One strain in particular has me totally addicted: Good Mother Stallard, a reddish-brown speckled bean. These are so earthy, deep and delicious they resemble a heritage pork chop in a bean. Rancho Gordo writes, “Just this bean, some onion, some garlic and a splash of olive oil are all you need for cooking and the result is a luscious bean fiesta,” and they are pretty much on it.

I usually make the Stallards using the no-soak method developed by Russ Parsons (I tried them with soaking once and definitely prefer the no-soak). It’s quicker and preserves more of the flavor, though the Stallards require closer to 2 hours rather than the 90 minutes prescribed by Parsons. Just keep tasting toward the end.

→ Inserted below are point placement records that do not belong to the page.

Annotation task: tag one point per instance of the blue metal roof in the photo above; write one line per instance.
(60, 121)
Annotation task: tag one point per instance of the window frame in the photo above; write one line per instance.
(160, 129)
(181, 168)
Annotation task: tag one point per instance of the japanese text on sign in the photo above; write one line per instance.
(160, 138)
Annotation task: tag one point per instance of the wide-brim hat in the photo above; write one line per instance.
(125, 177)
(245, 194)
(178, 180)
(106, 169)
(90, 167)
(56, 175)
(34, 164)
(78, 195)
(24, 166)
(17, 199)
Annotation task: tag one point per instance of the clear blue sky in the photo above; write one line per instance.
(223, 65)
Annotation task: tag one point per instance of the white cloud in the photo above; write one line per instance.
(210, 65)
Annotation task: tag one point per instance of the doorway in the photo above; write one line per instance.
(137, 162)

I add aromatics halfway through the cooking process – tonight, it was carrots, shallots, some of Rancho Gordo’s intense, lemon-y oregano indio, chopped parsley and smashed garlic cloves. I also had a bunch of Jamaican scotch bonnets, a fresh jalapeno and some more fresh parsley to scatter over the top once it came out, along with a lime wedge. Served on white rice.

But really, I could have done without any of the toppings. The Stallards have everything they need inside them. HIGHLY RECOMMENDED.

3 thoughts on “Dried heirloom beans”

  1. How weird is it that one of my favorite record companies likes my beans? I’ve been a fan since Pizzicato 5 days!
    I’m flattered and ready to dance!